Python tools for getting data from the New York Times Article API. Retrieves JSON from the API, stores it, parses it into a TSV file.
New York Times Article API Docs: http://developer.nytimes.com/docs/read/article_search_api_v2
Requesting an API Key for the Times API: http://developer.nytimes.com/docs/reference/keys
- use config file instead of manually editing lines in main .py file
- check whether file exists before trying to parse it (See Issue #1)
- changed references to CSV to TSV since that's what really gets produced
- make script smart about whether or not to keep fetching for that day (i.e., stop when no more articles)

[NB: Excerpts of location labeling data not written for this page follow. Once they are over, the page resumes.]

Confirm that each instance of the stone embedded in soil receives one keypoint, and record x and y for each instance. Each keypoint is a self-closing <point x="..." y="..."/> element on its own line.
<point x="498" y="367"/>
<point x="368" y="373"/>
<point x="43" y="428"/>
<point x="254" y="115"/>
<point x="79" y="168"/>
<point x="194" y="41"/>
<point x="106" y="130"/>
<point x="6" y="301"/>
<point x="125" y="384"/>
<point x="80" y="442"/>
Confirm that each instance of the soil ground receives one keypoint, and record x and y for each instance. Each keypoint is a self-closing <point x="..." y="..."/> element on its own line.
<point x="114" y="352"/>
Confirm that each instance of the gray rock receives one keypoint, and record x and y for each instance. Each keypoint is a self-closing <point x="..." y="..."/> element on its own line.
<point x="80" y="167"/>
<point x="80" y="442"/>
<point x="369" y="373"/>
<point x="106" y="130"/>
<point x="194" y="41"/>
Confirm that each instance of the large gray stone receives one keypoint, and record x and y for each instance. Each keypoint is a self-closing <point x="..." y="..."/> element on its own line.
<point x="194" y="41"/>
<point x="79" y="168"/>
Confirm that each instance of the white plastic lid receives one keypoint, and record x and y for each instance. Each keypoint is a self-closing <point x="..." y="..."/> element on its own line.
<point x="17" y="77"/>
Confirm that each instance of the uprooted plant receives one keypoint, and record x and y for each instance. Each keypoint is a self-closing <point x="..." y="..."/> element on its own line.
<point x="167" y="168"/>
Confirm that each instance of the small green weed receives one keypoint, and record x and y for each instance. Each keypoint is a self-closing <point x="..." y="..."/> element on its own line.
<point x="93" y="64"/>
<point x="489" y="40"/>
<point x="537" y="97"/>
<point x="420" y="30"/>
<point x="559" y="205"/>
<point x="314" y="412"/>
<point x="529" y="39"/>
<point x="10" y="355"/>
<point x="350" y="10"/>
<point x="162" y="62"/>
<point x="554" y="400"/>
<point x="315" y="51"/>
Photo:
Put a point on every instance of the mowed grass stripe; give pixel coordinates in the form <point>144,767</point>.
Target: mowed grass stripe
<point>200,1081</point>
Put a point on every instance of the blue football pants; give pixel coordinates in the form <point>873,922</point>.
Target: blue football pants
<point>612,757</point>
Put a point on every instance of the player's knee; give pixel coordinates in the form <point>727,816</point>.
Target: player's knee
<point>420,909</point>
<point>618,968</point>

- solve KeyError issues in parse module
- get better info from API calls with errors
Python v2.7 (not tested on any others) Modules:
- urllib2 (HTTPError)
- json
- datetime
- time
- sys
- ConfigParser
- logging
The New York Times is nice enough to allow programmatic access to its articles, but that doesn't mean I should query the API every time I want data. Instead, I query it once and cache the raw data, lessening the burden on the Times API. Then, I parse that raw data into whatever format I need - in this case a tab-delimited file with only some of the fields - and leave the raw data alone. Next time I have a research question that relies on the same articles, I can just re-parse the stored JSON files into whatever format helps me answer my new question.
Set your variables in the config file (copy settings_example.cfg to settings.cfg).
python getTimesArticles.py
- capture and re-request page after intermittent "504: Bad Gateway" errors
- make script smart about running multi-day processes (i.e., respect the API limit and wait when more than 10K calls are needed)